I monitored his position with my radar and he stayed within about a mile of me for an hour then I lost contact. I gathered my winch handles hoping that these guys would be armed with only squirt guns so that I could have a fair fight. Their activity was suspicious to say the least.
Upon arriving in Haiti, officials didn't really care that I was there and so I enjoyed a few days at Ile A Vache. Officials in the Dominican Republic cared. I stopped to anchor for rest at a remote island and was immediately boarded by their coast guard (they don't have any boats there and rely on local fishermen for transport).
Their inspection was as thorough as you could get, and they sampled every single bag of flour, powdered sugar, baking soda, and dried milk that I had aboard. Rather than resting for the remainder of the day, I spent it stowing all my stores back into the spaces they were crammed.
I might have been slightly more intimidated had the junior member of the boarding party not been wearing pink sandals with his camo fatigues. A lot of drug boats from Columbia do stop there, so I had no problem with the intrusion.
Now back to Haiti. It has the unofficial reputation as the "Somalia of the Caribbean." True, parts of the country are fairly lawless and crime happens regularly to outsiders, in particular white people. But you know what they say about stereotypes…
Ile A Vache is a small island on the south coast of Haiti with a population of about 10,000. The locals harvest bananas, coconut, potatos, and fish. Their other source of income is from the sailboats that stop there, since it really is the only safe haven for cruisers.

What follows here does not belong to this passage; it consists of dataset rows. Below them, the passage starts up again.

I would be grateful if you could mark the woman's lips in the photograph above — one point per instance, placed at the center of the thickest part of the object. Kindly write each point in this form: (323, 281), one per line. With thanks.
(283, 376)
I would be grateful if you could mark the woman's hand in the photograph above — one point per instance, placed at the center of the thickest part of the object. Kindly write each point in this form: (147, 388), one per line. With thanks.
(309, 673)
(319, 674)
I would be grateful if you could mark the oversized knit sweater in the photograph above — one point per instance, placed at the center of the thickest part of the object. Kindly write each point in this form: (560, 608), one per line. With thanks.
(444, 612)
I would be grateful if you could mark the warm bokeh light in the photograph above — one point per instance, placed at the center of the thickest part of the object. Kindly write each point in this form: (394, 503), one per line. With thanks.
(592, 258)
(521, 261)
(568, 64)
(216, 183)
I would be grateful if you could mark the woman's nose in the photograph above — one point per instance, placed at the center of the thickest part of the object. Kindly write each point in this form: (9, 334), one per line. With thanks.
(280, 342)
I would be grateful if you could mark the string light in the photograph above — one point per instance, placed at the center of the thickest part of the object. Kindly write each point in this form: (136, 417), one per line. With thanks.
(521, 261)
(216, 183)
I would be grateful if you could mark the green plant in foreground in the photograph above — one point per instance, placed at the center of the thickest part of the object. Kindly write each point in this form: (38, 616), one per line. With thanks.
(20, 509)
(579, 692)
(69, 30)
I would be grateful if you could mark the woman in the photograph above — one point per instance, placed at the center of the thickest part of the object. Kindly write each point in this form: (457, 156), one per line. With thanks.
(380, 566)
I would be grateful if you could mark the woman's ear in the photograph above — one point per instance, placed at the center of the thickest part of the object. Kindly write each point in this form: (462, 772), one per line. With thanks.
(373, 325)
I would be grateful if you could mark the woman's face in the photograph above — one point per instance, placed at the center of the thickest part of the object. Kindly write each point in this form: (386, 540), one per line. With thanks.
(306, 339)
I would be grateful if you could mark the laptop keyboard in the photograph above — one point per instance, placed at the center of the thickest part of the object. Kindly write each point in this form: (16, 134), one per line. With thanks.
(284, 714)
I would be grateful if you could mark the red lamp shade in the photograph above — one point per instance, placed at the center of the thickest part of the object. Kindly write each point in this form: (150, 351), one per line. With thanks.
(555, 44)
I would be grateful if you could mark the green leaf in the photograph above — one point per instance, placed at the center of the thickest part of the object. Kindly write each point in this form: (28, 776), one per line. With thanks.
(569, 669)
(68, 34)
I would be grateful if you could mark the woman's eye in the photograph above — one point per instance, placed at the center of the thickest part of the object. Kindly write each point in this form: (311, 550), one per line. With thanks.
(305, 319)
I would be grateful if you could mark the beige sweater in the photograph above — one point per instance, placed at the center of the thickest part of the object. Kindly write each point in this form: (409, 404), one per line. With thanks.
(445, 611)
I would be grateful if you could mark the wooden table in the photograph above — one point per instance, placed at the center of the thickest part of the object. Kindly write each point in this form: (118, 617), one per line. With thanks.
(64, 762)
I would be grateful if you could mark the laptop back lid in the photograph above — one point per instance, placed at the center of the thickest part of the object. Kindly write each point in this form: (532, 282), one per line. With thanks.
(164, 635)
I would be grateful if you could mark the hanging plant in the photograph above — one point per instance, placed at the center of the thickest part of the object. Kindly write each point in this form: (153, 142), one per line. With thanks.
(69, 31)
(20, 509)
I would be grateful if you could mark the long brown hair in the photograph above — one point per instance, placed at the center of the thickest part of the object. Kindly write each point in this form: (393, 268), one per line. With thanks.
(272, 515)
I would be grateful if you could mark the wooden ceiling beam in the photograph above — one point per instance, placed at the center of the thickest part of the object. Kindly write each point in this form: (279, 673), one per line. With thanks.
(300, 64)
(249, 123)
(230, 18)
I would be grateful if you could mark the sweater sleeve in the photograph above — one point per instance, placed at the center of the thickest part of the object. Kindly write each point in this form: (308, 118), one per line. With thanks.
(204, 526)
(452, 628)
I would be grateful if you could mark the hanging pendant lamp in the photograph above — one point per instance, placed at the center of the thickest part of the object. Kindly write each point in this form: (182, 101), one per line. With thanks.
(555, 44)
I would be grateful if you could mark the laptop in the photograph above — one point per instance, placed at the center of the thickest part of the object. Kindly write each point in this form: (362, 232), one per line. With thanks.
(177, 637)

Upon entering the harbor, I was greeted by boys in dugout canoes directing me to good spots to anchor. As I was anchoring, even more boys and young men approached, asking me if I needed food, water, diesel, projects completed on the boat, etc.
I was overwhelmed and even irritated – all I wanted to do was secure the anchor and sleep. The next day all the same guys came back. They know that Americans have money, but none of them asked for a handout — they all wanted to earn it, something I admired greatly.
I employed some of them to polish my stainless steel, give me a walking tour of the island, and take me to the market on market day. They cooked dinner for me on two nights, leading me through the dark pathways of the village with the lights from their cellphones.
We ate a typical island dinner — rice and beans with fish — by lamplight in their small cement homes surrounded my palm-thatch fencing.
There is no electricity on the island, and they stay connected with a solar-powered cellular tower. Most speak decent English and they all seem to enjoy going to school for the promise that education can provide.
It was very humbling to spend time here, and a good reminder as to the treasures one can find when they drop the stereotypes.
It makes one wonder what they might have missed out on in the past because they were afraid of a people or a place, based on hearsay, but largely unfounded.